Le 25 mars 1811, Napoléon 1er impose par décret la mise en culture de 32 000 hectares de betteraves sur l’ensemble du territoire français. Il ordonna également qu’une superficie de 4 000 hectares située dans le nord de la France soit réservé à la culture de la betterave. Le décret prévoit également que le sucre de canne doit être remplacé à terme par le sucre de betterave. L'objectif est donc de s'en approcher au maximum.

Dans sa sucrerie de Passy, le 2 janvier 1812, Benjamin Delessert parvient à présenter à l'Empereur deux pains de sucre blancs cristallisés. Satisfait du résultat, Napoléon lui remet sa propre Légion d’honneur et le nomme "raffineur impérial." "C'est un enjeu politique. C'est une façon de dire que Napoléon, et donc la France, n'est jamais dans l'impasse. Delessert va recevoir la Légion d'honneur parce qu'il est celui qui va trouver une solution au manque de sucre et forcément il fait partie de ceux qui relèvent la France, comme un militaire qui remporte une bataille", souligne Maxime Patte. 

Après la fin du Premier Empire, l'essor industriel

Ceci étant, la production sucrière reste minime. Peu de départements respectent les quotas et le manque d'expérience des cultivateurs ne permet pas d'obtenir un bon rendement. "Il ne faut pas, en effet, surévaluer la production de sucre sous Napoléon, c'est bien après son règne qu'il va y avoir une vraie production de sucre de betterave en France, rappelle Maxime Patte. Même s'il y a eu des procédés industriels qui se sont développés sous son temps, Napoléon a retardé l'industrialisation en France. Il ne croyait pas en l'industrie, parce que cela venait d'Angleterre. Il ne s'agissait donc pas de faire comme eux. C'est aussi pour cela que la production à grande échelle s'est développée plus tard."

En Picardie, il existe tout de même plusieurs sucreries. À cette époque, huit sont créées dans l'Aisne : à Château-Thierry et Laval en 1811, Soissons, Vailly-sur-Aisne, Fourdrain et Gouy en 1812, et Roupy et Rogny en 1813. Dans l'Oise en revanche, la seule sucrerie du département ferme ses portes en 1813.

Avec la chute de l'Empire en 1815, le sucre de canne est de nouveau importé pour le marché français. De nombreuses sucreries font faillite. Il faudra attendre la loi du 18 juillet 1822 qui augmente la taxe d’importation des sucres étrangers pour relancer la production du sucre de betterave en France. "On imagine très bien que les Français voulaient continuer de produire leur sucre de betterave pour la simple et bonne raison que cela coûtera beaucoup moins cher que le sucre de canne", commente Maxime Patte. Parmi eux, Louis Crespel-Dellisse compte bien ne pas laisser tomber.
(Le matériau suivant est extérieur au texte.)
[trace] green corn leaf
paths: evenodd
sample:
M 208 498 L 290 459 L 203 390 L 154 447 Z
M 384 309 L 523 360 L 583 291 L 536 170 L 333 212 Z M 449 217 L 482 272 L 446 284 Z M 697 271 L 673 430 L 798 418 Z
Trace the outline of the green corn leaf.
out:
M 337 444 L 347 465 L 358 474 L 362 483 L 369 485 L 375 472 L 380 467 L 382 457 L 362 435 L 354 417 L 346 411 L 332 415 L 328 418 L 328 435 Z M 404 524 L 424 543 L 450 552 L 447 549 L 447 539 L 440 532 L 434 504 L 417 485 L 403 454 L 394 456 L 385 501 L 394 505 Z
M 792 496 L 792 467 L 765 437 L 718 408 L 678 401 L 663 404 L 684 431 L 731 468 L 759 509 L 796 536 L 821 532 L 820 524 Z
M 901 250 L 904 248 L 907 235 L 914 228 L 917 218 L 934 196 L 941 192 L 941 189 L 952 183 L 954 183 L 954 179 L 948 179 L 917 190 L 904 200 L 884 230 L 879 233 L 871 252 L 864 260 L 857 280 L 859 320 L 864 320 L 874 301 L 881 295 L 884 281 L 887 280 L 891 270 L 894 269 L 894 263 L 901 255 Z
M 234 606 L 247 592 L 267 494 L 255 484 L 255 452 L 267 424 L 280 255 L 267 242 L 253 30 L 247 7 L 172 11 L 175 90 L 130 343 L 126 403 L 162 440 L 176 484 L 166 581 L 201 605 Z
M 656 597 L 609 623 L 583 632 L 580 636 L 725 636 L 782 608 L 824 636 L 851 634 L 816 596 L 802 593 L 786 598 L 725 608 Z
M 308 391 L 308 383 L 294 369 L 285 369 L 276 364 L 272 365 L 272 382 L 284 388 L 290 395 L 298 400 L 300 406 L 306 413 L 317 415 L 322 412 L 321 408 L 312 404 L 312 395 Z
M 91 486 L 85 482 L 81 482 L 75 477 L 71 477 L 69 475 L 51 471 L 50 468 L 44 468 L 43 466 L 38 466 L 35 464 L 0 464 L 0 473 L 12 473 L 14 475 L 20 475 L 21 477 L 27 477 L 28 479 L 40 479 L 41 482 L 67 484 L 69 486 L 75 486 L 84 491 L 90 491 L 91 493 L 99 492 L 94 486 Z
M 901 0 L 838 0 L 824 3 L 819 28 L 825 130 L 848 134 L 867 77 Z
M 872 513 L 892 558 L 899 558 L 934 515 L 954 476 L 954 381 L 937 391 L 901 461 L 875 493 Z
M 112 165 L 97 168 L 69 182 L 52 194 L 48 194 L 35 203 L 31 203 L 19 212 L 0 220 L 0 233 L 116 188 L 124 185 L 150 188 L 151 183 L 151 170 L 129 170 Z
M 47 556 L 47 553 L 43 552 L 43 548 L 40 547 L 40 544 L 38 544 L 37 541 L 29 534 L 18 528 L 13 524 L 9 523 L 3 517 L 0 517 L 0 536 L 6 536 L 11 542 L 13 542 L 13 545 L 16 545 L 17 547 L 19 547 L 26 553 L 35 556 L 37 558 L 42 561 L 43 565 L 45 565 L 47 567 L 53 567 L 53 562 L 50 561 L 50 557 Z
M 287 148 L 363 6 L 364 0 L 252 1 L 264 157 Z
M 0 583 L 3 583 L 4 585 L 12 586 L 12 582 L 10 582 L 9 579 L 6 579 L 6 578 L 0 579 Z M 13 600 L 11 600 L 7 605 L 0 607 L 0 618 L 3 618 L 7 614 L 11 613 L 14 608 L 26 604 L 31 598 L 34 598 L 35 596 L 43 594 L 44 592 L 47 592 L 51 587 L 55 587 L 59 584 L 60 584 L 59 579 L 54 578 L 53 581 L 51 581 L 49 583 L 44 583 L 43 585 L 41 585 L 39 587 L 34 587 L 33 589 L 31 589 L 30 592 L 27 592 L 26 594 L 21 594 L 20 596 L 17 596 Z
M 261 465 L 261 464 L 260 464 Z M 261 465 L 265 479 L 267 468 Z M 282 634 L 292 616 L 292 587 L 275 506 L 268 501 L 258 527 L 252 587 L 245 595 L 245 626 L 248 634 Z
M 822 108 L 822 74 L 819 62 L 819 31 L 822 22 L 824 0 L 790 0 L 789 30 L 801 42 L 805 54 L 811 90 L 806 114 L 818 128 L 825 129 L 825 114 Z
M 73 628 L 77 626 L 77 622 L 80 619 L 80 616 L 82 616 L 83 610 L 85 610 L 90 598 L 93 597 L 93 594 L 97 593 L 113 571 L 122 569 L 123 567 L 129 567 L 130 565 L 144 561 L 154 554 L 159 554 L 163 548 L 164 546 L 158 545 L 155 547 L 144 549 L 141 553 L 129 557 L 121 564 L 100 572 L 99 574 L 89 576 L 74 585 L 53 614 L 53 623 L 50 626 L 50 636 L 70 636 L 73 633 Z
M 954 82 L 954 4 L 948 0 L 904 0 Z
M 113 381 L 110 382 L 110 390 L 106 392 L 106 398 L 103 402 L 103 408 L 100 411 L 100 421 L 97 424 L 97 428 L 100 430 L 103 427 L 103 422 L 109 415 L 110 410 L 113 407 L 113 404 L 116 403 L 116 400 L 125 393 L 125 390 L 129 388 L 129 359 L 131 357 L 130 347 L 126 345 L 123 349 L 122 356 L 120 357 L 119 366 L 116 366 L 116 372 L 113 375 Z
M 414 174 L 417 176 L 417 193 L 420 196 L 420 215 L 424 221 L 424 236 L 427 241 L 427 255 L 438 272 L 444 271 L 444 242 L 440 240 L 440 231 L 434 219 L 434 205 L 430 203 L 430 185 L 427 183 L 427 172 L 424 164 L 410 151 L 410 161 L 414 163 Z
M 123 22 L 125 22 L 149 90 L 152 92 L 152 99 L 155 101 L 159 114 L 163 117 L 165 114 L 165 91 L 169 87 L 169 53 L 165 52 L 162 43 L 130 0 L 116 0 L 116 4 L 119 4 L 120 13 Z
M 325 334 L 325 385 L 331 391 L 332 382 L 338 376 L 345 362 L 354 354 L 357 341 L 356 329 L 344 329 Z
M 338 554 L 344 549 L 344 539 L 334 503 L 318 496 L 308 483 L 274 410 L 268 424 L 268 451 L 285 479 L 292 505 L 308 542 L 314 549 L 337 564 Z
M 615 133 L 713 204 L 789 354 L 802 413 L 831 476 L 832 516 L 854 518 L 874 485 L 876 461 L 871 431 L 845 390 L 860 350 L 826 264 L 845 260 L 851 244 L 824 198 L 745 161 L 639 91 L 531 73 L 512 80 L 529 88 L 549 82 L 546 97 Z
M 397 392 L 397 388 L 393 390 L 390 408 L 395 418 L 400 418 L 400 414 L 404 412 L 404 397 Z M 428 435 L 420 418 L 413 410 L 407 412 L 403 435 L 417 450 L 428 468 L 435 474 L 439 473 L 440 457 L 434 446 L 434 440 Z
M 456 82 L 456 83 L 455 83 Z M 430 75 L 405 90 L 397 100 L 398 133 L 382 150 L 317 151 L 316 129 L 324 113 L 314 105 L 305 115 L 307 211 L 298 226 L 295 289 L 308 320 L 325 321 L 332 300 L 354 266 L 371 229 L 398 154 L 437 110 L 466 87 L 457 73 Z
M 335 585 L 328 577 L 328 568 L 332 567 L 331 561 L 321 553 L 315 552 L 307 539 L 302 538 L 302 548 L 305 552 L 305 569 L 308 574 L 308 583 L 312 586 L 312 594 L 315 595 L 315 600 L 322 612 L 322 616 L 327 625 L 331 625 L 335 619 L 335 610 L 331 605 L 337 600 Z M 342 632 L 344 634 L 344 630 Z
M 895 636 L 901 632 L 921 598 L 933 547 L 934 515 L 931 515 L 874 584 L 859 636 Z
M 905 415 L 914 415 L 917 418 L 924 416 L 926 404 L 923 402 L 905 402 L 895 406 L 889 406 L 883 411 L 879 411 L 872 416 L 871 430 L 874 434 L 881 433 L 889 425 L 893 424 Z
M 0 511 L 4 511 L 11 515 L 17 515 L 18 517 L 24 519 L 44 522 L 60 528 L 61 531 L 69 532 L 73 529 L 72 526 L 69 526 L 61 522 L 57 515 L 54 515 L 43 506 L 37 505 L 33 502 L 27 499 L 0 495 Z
En 1833, il possède plusieurs sucreries dans le Nord, le Pas-de-Calais et la Picardie. Il prend notamment la direction de la sucrerie de Francières dans l'Oise, investit dans du matériel plus performant et développe son usine qui deviendra l'une des plus importantes de la région.

Les sucreries concentrées dans le Nord de la France

Rapidement, la Picardie compte de plus en plus de sucreries. En 1836, on en recense 50 dans la Somme et 45 dans l'Aisne. Les deux départements sont ceux qui en comptent le plus derrière le Nord et le Pas-de-Calais. Après 1840, la production est réellement concentrée dans l'actuelle région Hauts-de-France.

Sur l’ensemble de la région, les statistiques de 1865 dénombrent 125 établissements sucriers (76 dans l’Aisne, 23 dans l’Oise et 26 dans la Somme), soit une augmentation de plus de 25% en l’espace de 20 ans.

De nombreux progrès techniques viennent également participer à l'accroissement de la production : les chaudières, les machines à vapeur, les lavoirs à tambours, la carbonatation multiple... La plus importante des inventions reste la râperie, créée par un industriel picard, et expérimentée pour la première fois dans son établissement de Moncornet dans l'Aisne.

En 2019-2020, la France a produit 4,957 millions de tonnes de sucre de betterave majoritairement vendu en France et en Europe. Cinq groupes industriels et entreprises se partagent la production du sucre : Tereos, Cristal Union, Saint Louis Sucre, Lesaffre Frères et Ouvré Fils SA. Il existe 25 sucreries en France dont 10 sont situées dans les Hauts-de-France.